I use a small one burner butane stove just for that reason. The stove is designed to only connect the small tank when ready to use for cooking, thus eliminating another leak source from additional hoses or fittings.
It is of course utmost to have a good powered air source, be it electric or hand-powered, to circulate and exhaust the air in a shelter due to the stove using some of the available O2 in the air for ignition. 
I plan on adding a small exhaust in-line fan identical to the one used in the intake side of the system, this will have a vent above the stove and one in the bathroom, for obvious odoriferous reasons. 
The MRE meals that are stored in the shelter do have their own heat pacs, but do require additional water to work. The stove thus, should help in the conservation of water.


----------



## jungatheart

Only difference I've heard between the two is that Butane will freeze and propane will not.


----------



## sewserious

There is no reason you can't use propane indoors as long as you have proper ventilation. That is the KEY! Proper ventiliation. Folks use keronsene heaters indoors, they come with the same warning, use proper ventilation. As long as you have some sort of a fresh air source.....

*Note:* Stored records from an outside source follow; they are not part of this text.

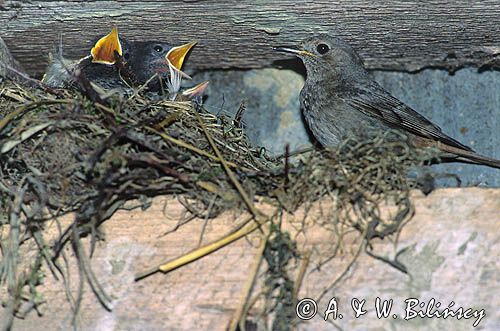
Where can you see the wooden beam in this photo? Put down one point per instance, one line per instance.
(393, 35)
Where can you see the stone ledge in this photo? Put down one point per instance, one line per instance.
(452, 255)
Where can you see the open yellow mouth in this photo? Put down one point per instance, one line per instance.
(105, 48)
(177, 54)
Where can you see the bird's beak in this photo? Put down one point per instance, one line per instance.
(105, 48)
(196, 91)
(177, 54)
(292, 50)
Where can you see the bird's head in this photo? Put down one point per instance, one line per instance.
(148, 58)
(326, 56)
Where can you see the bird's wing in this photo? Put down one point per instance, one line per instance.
(374, 101)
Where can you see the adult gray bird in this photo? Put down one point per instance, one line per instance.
(340, 100)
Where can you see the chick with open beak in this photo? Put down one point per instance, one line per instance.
(118, 62)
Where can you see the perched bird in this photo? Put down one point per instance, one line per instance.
(117, 62)
(340, 100)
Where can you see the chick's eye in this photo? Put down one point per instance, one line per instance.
(322, 49)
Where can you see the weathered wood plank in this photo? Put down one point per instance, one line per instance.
(397, 34)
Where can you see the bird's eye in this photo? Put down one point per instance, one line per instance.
(322, 49)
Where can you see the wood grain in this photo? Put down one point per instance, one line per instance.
(397, 34)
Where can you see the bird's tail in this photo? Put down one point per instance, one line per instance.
(470, 156)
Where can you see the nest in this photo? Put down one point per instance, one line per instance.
(63, 151)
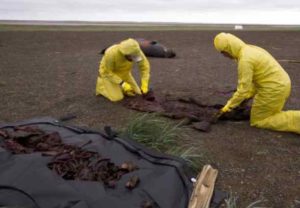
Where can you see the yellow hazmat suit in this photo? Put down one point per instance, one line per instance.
(115, 76)
(259, 76)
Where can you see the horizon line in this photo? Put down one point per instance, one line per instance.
(120, 23)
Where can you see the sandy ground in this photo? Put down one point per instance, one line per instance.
(54, 73)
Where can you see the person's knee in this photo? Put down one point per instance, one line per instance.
(116, 98)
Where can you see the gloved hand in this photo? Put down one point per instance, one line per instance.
(144, 89)
(127, 89)
(225, 109)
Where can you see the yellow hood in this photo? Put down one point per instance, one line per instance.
(228, 43)
(130, 47)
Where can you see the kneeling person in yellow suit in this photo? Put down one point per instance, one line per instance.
(260, 77)
(115, 78)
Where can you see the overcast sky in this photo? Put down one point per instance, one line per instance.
(190, 11)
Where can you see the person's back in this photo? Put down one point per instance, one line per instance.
(260, 77)
(267, 72)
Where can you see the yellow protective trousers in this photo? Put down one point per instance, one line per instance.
(266, 111)
(108, 89)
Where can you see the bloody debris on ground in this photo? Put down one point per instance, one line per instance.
(69, 161)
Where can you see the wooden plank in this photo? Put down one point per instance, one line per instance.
(203, 188)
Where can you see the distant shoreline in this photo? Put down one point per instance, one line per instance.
(132, 26)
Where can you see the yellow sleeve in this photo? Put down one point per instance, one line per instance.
(106, 69)
(245, 88)
(144, 67)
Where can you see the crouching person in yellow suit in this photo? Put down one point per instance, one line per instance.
(115, 78)
(262, 78)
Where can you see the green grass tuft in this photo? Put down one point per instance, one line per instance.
(164, 136)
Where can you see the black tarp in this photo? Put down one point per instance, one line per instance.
(26, 181)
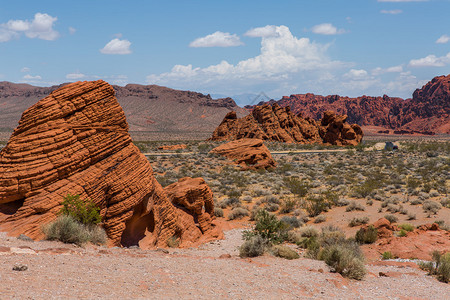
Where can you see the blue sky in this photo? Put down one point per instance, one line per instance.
(351, 48)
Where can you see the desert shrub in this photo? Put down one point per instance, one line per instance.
(293, 222)
(391, 218)
(406, 227)
(320, 219)
(366, 235)
(268, 227)
(431, 207)
(355, 206)
(357, 221)
(315, 205)
(272, 207)
(238, 213)
(254, 246)
(218, 212)
(68, 230)
(173, 242)
(83, 211)
(345, 259)
(387, 255)
(288, 205)
(284, 252)
(440, 267)
(297, 187)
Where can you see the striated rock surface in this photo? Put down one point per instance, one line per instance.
(428, 111)
(173, 147)
(76, 141)
(276, 123)
(249, 153)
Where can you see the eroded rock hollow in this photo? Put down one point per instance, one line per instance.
(76, 141)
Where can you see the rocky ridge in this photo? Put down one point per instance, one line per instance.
(76, 141)
(276, 123)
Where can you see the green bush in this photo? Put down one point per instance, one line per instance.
(387, 255)
(391, 218)
(68, 230)
(254, 246)
(83, 211)
(440, 267)
(366, 235)
(345, 259)
(284, 252)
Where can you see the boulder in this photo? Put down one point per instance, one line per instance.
(76, 141)
(248, 153)
(275, 123)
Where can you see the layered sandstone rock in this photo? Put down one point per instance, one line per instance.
(275, 123)
(173, 147)
(76, 141)
(428, 111)
(248, 153)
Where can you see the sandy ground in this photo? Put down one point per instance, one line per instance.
(56, 270)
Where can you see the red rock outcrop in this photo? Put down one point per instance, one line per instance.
(76, 141)
(275, 123)
(248, 153)
(428, 111)
(172, 147)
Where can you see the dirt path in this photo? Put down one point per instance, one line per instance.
(57, 270)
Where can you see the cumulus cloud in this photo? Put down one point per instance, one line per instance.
(392, 12)
(327, 29)
(283, 63)
(394, 69)
(444, 39)
(117, 46)
(217, 39)
(76, 75)
(40, 27)
(266, 31)
(431, 61)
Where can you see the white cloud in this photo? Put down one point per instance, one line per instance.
(403, 0)
(217, 39)
(266, 31)
(431, 61)
(283, 63)
(327, 29)
(77, 75)
(391, 12)
(117, 46)
(444, 39)
(40, 27)
(394, 69)
(356, 74)
(30, 77)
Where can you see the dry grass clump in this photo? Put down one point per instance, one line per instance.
(67, 230)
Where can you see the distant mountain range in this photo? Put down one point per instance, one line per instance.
(169, 113)
(428, 111)
(148, 108)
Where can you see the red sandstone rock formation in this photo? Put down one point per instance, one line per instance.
(76, 141)
(428, 111)
(275, 123)
(173, 147)
(248, 153)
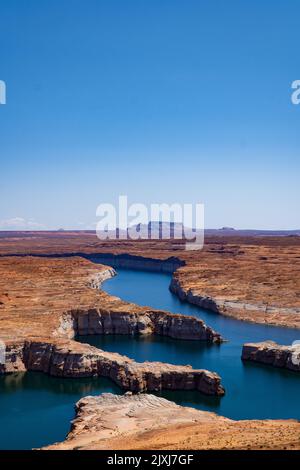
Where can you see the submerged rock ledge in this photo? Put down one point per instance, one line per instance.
(143, 421)
(67, 358)
(45, 303)
(271, 353)
(251, 312)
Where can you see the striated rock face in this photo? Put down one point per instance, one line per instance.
(101, 321)
(149, 422)
(144, 263)
(252, 278)
(47, 297)
(243, 310)
(67, 358)
(271, 353)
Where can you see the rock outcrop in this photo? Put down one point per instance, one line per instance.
(67, 358)
(101, 321)
(271, 353)
(145, 421)
(46, 297)
(259, 312)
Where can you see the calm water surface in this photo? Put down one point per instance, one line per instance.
(36, 410)
(252, 390)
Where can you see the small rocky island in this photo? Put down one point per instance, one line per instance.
(271, 353)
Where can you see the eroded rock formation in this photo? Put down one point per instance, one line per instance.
(150, 422)
(67, 358)
(271, 353)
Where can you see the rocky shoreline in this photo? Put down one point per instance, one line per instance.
(244, 311)
(144, 421)
(271, 353)
(67, 358)
(39, 322)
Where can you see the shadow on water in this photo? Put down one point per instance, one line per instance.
(36, 409)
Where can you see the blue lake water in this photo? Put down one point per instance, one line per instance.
(36, 410)
(252, 390)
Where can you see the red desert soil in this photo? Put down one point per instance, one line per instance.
(149, 422)
(250, 278)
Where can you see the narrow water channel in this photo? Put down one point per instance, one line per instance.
(252, 390)
(36, 410)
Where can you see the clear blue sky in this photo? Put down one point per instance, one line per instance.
(162, 100)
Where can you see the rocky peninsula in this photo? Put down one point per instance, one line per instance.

I don't know about anyone else, but I live in a house built in the early 70s that, while well-insulated, is not considered "air-tight". No house wrap, the outlets on the outside walls aren't "insulated", it has the original windows and storm windows/screens. This house, while not overly hard to heat'cool, has a far amount of fresh-air exchange naturally due to it not being a "tight" house. When using kerosene or propane inside, we use it in the kitchen (during ice storms with no power), and open the window over the sink (which is sheltered from the wind, etc by a covered porch) just a smidgen. Natural fresh-air infiltrates whenever a door to the outside is opened also. When you have 1800 square feet of living space, it would take a long time to use up all the oxygen.

I think there is too much worry about using such items indoors because everything has warning labels on it for the lowest common denomintor of brains/guarding against lawsuits. Our camping neighbor this weekend said it best, "All the *******es ruin it for the ones of us who have common sense!"


----------



## bunkerbob

jungatheart said:


> Only difference I've heard between the two is that Butane will freeze and propane will not.


 You are correct about butane and freezing weather, I don't plan on that in the shelter, steady 60 degress.


----------